It’s likely that few in the online right actually took time to read Sweet’s post. If they had, they’d have seen that he saved his most biting criticism for the Supreme Court Justices Clarence Thomas and Samuel Alito. The most attention-getting pull-quote (“This is not history; it is dilettantism”) and his most-cited accusation (of “cherry-pick[ing] historical data”) were both aimed not at Nikole Hannah-Jones or Viola Davis but at those justices and the pseudo-histories they employed in the latest gun-rights case, NYSRPA v. Bruen, and in overturning Roe v. Wade. (As the historian Kevin Gannon argued, equating the creators of popular histories with two officials using their actual power to harm millions may have been Sweet’s most insidious move.)

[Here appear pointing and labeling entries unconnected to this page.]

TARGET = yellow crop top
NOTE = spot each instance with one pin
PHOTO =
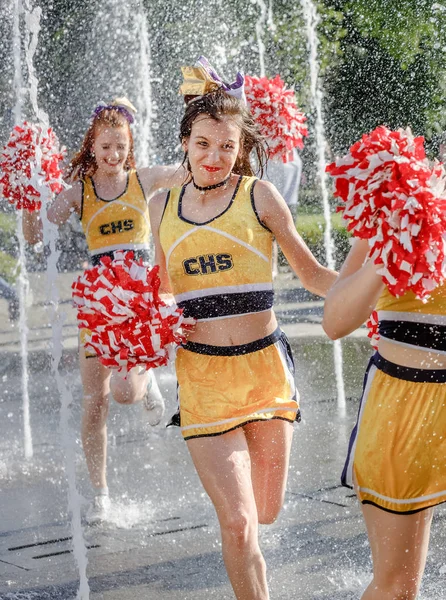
(409, 322)
(220, 268)
(118, 224)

A visitor to Ghana’s Cape Coast Castle, another site of memory of the slave trade, on the 400th anniversary of the arrival of the first slave ship landing in Virginia, in 2019. (NATALIJA GORMALOVA/AFP via Getty Images)

But even if they had read it, the right-wingers likely wouldn’t have cared. All that mattered was that the head of the country’s most prestigious historians’ guild had criticized three forms of popular history that are meaningful to Black Americans. (And that he pointed out that West African leaders participated in the slave trade — a fact which is covered, it should be noted, in the 1619 Project as well.) And with the post now having passed into culture-war territory, culture-war rules now applied. When Sweet issued a face-saving apology, particularly to his “Black colleagues and friends,” the firestarters pounced. A Claremont Instituter invoked China’s Cultural Revolution (likening the murder of millions to criticism of a blog post—speaking of ahistorical takes). The right-wing academic hoaxster Peter Boghossian said: “It was a mistake to apologize. … Now they’ll come for you with a renewed vigor.”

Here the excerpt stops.